Curbing the Oligarchy
It is necessary for civil society to mobilize public awareness on the dangers of the oligarchy. It also needs to build citizens\' assertive approach to rejecting every form of political and economic-financial oligarchy.
The intensifying oligarchy has been one of the most prominent phenomena in the development of Indonesian politics over the last several years. Many political institutions and observers have mentioned this phenomenon as one of the main indicators of the decline of Indonesian democracy. The oligarchy continues to expand as the corpulent political coalition in the House of Representatives (DPR) strengthens. The huge government coalition, comprising the factions of the Indonesian Democratic Party of Struggle (F-PDIP), the Golkar Party (F-PG), the Nasdem (F-Nasdem), the National Awakening Party (F-PKB), Gerindra (F-Gerindra), the United Development Party (F-PPP), and the National Mandate Party (F-PAN), can take many political steps. The remaining two factions of the Prosperous Justice Party (F-PKS) and the Democratic Party (F-Partai Demokrat) are nearly powerless to stop it.

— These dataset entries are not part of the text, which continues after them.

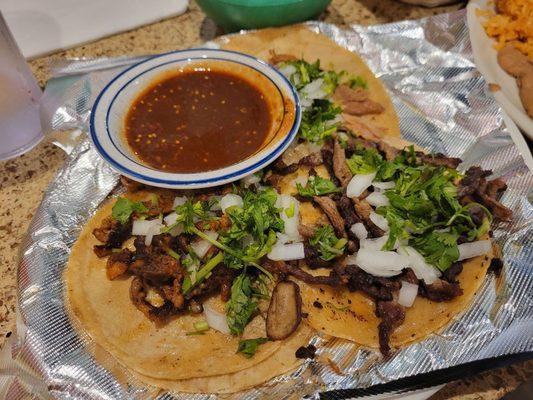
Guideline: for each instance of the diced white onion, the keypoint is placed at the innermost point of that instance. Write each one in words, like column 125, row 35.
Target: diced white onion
column 287, row 252
column 179, row 201
column 201, row 247
column 147, row 228
column 358, row 184
column 423, row 271
column 474, row 249
column 250, row 180
column 379, row 263
column 215, row 319
column 286, row 202
column 230, row 200
column 407, row 294
column 380, row 221
column 288, row 70
column 313, row 90
column 359, row 230
column 377, row 199
column 383, row 185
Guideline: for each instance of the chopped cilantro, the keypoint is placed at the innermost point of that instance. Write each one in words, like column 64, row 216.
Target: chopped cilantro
column 318, row 121
column 327, row 244
column 248, row 347
column 123, row 208
column 317, row 186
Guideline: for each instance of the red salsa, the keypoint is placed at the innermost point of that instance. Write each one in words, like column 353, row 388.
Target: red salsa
column 197, row 121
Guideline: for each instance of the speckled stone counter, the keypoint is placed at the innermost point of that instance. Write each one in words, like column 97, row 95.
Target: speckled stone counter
column 24, row 179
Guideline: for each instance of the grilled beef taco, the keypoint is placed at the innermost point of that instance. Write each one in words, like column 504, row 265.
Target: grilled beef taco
column 352, row 232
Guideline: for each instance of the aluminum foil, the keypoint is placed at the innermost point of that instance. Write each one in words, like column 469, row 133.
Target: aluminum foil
column 444, row 105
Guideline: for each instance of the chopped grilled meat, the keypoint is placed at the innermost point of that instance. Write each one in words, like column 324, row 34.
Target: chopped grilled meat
column 389, row 151
column 327, row 156
column 112, row 233
column 130, row 185
column 452, row 272
column 173, row 293
column 392, row 315
column 363, row 210
column 356, row 101
column 118, row 264
column 312, row 258
column 340, row 168
column 330, row 209
column 283, row 268
column 473, row 179
column 377, row 288
column 102, row 251
column 276, row 59
column 438, row 160
column 440, row 290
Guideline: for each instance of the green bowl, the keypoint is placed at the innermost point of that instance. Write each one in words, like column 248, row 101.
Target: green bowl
column 233, row 15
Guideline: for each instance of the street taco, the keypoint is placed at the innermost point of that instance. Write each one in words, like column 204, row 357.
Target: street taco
column 352, row 232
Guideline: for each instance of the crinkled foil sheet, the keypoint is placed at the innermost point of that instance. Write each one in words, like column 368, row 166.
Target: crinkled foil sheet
column 444, row 105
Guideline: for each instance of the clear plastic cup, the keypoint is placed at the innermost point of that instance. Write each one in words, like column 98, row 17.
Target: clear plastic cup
column 20, row 127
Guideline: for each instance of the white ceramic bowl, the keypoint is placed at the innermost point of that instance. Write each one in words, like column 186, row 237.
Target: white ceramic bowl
column 112, row 104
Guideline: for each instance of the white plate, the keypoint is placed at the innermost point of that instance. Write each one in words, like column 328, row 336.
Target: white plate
column 486, row 62
column 111, row 106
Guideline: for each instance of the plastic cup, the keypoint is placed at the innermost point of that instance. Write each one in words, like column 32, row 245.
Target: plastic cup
column 20, row 127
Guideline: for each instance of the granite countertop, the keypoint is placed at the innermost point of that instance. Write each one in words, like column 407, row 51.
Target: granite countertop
column 24, row 179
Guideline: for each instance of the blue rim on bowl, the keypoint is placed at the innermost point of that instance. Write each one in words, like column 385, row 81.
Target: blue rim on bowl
column 116, row 97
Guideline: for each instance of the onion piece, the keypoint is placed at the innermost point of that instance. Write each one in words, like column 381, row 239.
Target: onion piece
column 179, row 201
column 358, row 184
column 407, row 294
column 380, row 221
column 202, row 246
column 474, row 249
column 383, row 185
column 379, row 263
column 377, row 199
column 216, row 320
column 423, row 271
column 287, row 252
column 291, row 221
column 230, row 200
column 359, row 230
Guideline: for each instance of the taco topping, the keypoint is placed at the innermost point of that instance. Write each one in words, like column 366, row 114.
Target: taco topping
column 390, row 223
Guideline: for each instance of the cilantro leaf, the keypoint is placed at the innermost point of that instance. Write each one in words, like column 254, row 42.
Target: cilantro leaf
column 318, row 121
column 123, row 208
column 317, row 186
column 327, row 244
column 248, row 347
column 242, row 304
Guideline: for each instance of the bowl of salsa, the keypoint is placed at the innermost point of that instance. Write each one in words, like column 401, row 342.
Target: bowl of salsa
column 194, row 118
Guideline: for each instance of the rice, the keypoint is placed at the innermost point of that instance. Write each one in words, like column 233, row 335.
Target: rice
column 513, row 23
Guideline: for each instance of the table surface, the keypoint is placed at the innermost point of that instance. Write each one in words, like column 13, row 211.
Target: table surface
column 24, row 179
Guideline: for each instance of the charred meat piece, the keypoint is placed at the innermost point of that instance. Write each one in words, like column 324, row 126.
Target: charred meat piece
column 118, row 264
column 312, row 258
column 283, row 268
column 363, row 210
column 340, row 168
column 376, row 287
column 130, row 185
column 440, row 290
column 356, row 101
column 327, row 156
column 330, row 209
column 285, row 311
column 392, row 316
column 112, row 233
column 438, row 160
column 450, row 275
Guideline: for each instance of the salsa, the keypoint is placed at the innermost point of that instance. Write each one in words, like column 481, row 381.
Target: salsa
column 196, row 121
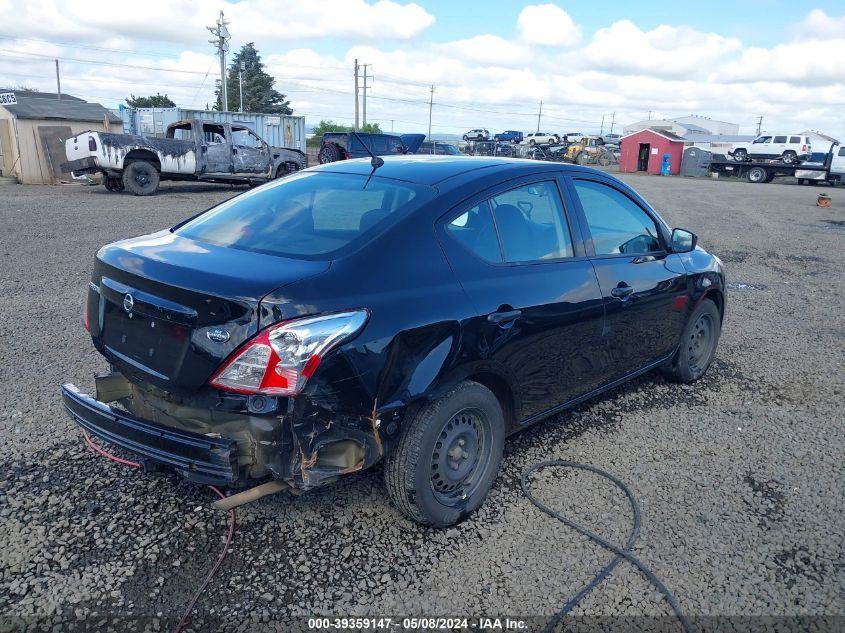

The almost unstoppable intensification of the oligarchy can be seen in a number of political steps taken by top public officials and the political elite in both the executive and the judiciary. Those who can be called political "oligarchs" frequently make decisions regarding the public interest in their own circles, without significantly involving the broader public represented by civil society organizations, professional unions, mass organizations, and NGOs.